6. Implementation and Recommended Practices

Selection of fusion weights and group-lasso factors is critical:

• Row/Column weights: $m$-nearest neighbor Gaussian kernel,

$$w_{ij} = \mathbf{1}\{j \in \mathrm{NN}_m(i)\} \exp(-\phi \|X_{i\cdot} - X_{j\cdot}\|_2^2)$$

with $m=5$, $\phi=0.5$.

• Group-lasso weights: Adaptive $u_j = 1 / \|a_j^{(0)}\|_2$, using the solution with $\gamma_3=0$, to penalize uninformative features.
• Rescaling: Normalize $\{w\}$, $\{\tilde w\}$, $\{u\}$ so that sums of parameters are $1/\sqrt{p}$, $1/\sqrt{n}$, $1/\sqrt{n}$, ensuring comparable tuning parameter magnitudes.
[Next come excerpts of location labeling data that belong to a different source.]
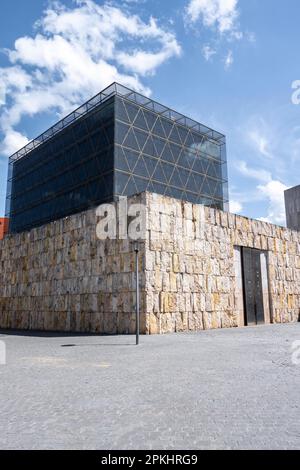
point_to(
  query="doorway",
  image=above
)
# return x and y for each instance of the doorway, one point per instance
(255, 286)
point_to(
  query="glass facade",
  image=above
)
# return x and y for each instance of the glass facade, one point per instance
(118, 143)
(156, 154)
(69, 173)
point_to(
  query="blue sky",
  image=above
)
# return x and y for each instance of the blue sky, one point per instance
(227, 63)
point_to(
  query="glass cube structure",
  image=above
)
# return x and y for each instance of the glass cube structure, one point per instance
(119, 143)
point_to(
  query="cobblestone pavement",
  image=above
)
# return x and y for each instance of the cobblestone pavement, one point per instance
(227, 389)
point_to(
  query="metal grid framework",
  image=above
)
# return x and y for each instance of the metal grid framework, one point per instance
(69, 173)
(116, 89)
(158, 155)
(118, 143)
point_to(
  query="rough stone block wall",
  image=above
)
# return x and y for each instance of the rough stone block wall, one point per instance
(60, 277)
(191, 280)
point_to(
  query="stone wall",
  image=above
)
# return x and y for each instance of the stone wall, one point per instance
(191, 276)
(60, 277)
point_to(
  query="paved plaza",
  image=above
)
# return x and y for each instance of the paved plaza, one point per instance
(222, 389)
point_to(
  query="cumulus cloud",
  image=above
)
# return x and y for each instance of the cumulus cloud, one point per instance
(228, 60)
(75, 53)
(208, 52)
(258, 174)
(269, 190)
(220, 14)
(235, 207)
(274, 192)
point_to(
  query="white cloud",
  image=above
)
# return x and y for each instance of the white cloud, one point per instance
(12, 141)
(222, 14)
(74, 54)
(228, 60)
(208, 52)
(261, 142)
(274, 192)
(235, 207)
(258, 174)
(269, 190)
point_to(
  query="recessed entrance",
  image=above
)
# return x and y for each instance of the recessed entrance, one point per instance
(252, 286)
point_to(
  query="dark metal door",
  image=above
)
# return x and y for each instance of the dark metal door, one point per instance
(253, 292)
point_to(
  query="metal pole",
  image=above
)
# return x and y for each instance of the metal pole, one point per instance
(137, 295)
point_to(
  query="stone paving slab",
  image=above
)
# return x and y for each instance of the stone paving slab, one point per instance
(219, 389)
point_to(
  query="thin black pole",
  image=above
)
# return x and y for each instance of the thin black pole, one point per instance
(137, 296)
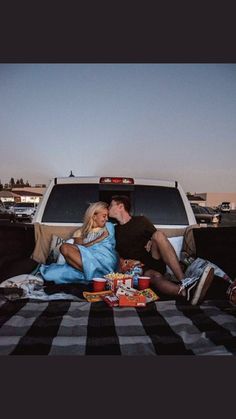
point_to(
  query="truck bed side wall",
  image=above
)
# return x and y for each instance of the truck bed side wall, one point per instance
(16, 246)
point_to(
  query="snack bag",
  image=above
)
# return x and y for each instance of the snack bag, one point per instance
(149, 294)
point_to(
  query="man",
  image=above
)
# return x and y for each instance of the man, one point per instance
(137, 238)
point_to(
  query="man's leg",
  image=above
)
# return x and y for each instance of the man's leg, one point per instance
(72, 255)
(162, 248)
(193, 289)
(164, 285)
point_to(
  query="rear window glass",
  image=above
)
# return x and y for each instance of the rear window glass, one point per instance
(162, 205)
(68, 203)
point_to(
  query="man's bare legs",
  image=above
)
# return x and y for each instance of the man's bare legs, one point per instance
(162, 248)
(72, 255)
(163, 285)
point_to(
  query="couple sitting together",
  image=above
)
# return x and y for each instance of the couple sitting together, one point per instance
(99, 247)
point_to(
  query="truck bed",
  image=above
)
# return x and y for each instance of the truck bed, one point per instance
(82, 328)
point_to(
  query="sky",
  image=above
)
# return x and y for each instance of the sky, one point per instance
(161, 121)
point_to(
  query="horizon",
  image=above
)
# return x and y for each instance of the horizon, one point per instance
(159, 121)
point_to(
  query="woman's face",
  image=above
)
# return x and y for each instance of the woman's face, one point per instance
(100, 219)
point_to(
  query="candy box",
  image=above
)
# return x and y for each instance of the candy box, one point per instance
(111, 300)
(114, 280)
(136, 300)
(149, 294)
(125, 290)
(93, 297)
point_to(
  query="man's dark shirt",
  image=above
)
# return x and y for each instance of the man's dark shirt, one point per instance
(131, 239)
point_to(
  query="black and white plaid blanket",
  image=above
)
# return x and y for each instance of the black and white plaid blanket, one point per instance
(80, 328)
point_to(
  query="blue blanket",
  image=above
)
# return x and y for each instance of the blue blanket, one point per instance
(98, 260)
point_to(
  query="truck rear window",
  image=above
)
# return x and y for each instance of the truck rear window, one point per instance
(162, 205)
(67, 203)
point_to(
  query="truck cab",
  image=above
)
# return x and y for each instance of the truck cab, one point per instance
(163, 202)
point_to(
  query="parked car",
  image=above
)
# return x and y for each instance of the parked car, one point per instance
(205, 215)
(24, 210)
(6, 215)
(224, 207)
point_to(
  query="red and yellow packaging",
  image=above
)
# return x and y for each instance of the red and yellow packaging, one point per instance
(136, 300)
(114, 280)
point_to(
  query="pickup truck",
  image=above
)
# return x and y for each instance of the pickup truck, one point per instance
(80, 327)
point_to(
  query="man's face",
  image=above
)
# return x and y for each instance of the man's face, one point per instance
(114, 209)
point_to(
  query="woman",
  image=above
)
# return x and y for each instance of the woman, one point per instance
(91, 255)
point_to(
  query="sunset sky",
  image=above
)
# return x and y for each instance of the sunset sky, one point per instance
(164, 121)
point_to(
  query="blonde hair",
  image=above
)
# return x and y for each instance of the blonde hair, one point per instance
(92, 210)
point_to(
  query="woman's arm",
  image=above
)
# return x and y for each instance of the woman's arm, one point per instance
(98, 240)
(79, 240)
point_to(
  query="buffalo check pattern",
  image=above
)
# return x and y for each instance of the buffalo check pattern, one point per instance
(81, 328)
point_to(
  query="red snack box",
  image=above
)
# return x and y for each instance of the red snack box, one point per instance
(132, 300)
(115, 280)
(112, 300)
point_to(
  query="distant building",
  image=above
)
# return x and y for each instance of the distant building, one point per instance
(29, 194)
(213, 199)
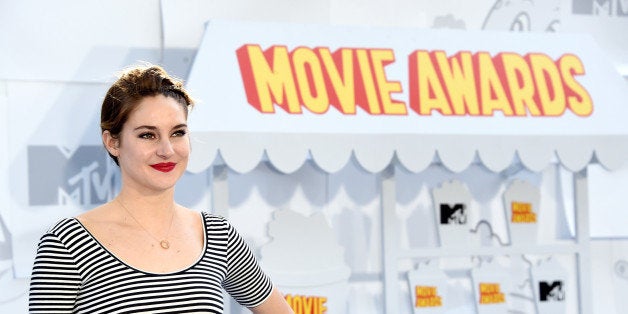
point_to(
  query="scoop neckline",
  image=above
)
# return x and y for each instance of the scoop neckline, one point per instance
(125, 264)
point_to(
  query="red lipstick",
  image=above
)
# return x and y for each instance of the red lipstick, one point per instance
(164, 166)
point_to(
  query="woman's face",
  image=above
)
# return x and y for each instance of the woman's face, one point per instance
(153, 147)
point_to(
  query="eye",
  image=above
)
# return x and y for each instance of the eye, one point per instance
(147, 135)
(179, 133)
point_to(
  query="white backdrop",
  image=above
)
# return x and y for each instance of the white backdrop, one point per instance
(56, 59)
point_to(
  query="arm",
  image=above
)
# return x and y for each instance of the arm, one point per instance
(55, 280)
(275, 304)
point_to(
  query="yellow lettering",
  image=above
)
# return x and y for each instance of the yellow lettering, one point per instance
(343, 97)
(382, 57)
(266, 84)
(309, 75)
(578, 99)
(459, 81)
(492, 94)
(520, 84)
(549, 87)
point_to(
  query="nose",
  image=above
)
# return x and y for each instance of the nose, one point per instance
(165, 149)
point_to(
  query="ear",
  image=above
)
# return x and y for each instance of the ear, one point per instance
(111, 143)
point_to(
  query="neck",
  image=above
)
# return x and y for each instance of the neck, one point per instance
(157, 206)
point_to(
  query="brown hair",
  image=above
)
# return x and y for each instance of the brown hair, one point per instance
(132, 85)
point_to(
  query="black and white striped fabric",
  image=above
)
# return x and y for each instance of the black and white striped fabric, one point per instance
(73, 273)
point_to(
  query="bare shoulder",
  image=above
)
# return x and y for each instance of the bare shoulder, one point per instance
(190, 216)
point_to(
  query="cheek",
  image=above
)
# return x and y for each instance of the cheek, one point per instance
(183, 148)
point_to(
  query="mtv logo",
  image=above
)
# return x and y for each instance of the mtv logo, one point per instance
(455, 214)
(56, 177)
(551, 292)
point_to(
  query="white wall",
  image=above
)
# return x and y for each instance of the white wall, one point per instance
(57, 57)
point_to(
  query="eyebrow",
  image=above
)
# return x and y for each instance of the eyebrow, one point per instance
(151, 127)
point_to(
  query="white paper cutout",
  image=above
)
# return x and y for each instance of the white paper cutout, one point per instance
(491, 284)
(305, 261)
(550, 287)
(454, 214)
(428, 288)
(522, 204)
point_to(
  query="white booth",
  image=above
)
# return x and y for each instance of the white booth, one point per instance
(460, 156)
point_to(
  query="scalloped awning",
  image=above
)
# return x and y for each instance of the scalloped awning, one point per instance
(403, 98)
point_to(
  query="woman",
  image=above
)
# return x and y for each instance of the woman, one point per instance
(142, 252)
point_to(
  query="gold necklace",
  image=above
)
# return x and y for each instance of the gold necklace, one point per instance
(165, 244)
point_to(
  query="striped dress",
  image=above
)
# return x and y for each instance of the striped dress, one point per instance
(74, 273)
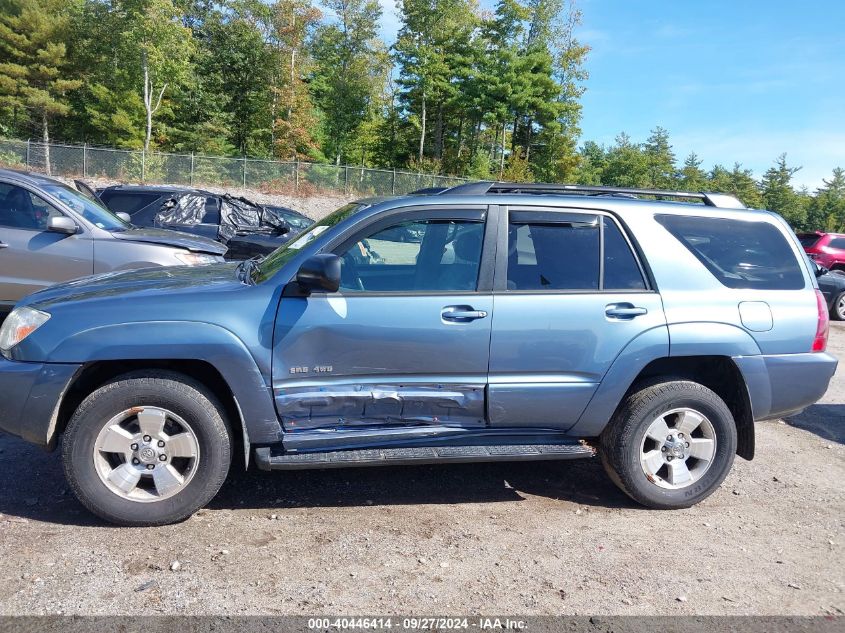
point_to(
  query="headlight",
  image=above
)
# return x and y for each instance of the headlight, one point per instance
(19, 324)
(196, 259)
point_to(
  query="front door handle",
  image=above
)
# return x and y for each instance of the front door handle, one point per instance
(624, 311)
(461, 314)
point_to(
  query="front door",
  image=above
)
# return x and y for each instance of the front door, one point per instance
(31, 257)
(405, 341)
(570, 296)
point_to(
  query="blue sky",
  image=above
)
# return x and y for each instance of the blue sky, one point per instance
(741, 80)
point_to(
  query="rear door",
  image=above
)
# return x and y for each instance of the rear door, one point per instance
(405, 341)
(31, 257)
(570, 294)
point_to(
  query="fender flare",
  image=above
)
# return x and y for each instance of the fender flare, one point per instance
(184, 340)
(675, 340)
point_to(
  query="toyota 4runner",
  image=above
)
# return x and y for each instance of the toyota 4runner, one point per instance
(486, 322)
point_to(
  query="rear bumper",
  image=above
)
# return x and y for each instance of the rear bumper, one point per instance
(782, 384)
(29, 397)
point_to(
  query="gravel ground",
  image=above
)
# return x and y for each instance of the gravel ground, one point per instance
(545, 538)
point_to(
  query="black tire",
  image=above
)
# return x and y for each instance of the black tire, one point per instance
(170, 390)
(623, 440)
(837, 310)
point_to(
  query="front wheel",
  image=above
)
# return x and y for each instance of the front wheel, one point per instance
(670, 445)
(149, 448)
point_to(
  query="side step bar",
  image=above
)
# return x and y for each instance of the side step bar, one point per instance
(420, 455)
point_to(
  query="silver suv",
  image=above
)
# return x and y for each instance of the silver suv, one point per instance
(50, 232)
(487, 322)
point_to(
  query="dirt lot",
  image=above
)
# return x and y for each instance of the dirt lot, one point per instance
(551, 538)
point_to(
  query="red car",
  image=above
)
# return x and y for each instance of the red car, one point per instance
(828, 249)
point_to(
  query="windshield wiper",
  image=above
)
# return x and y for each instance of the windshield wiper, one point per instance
(247, 269)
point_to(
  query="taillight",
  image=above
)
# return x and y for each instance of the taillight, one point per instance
(823, 325)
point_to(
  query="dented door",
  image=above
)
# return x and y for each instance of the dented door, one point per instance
(401, 344)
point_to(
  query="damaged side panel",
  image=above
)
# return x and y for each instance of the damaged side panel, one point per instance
(347, 405)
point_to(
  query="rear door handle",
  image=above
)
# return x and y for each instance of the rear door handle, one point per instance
(461, 314)
(624, 311)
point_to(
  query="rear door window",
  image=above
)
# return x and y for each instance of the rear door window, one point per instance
(740, 254)
(563, 251)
Limitations arise when both $n$ and $p$ are very large, as the Sylvester solve becomes a bottleneck; approximate methods or Block-ADMM provide possible remedies. Extensions to other sparsity norms (e.g., $\ell_1$) or overlapping-group penalties can be considered, provided convexity and ADMM compatibility are retained.

7. Context and Directions

SpaCoBi unifies row/column fusion and group-lasso feature selection within a convex optimization paradigm, ensuring global optimality and robust bicluster detection. Its empirical superiority over non-sparse convex biclustering is particularly pronounced in high-dimensional, noisy settings. Potential extensions include more general sparsity-inducing penalties and scalable iterative solvers, motivating ongoing research for truly massive omics applications (Jiang et al., 5 Jan 2026).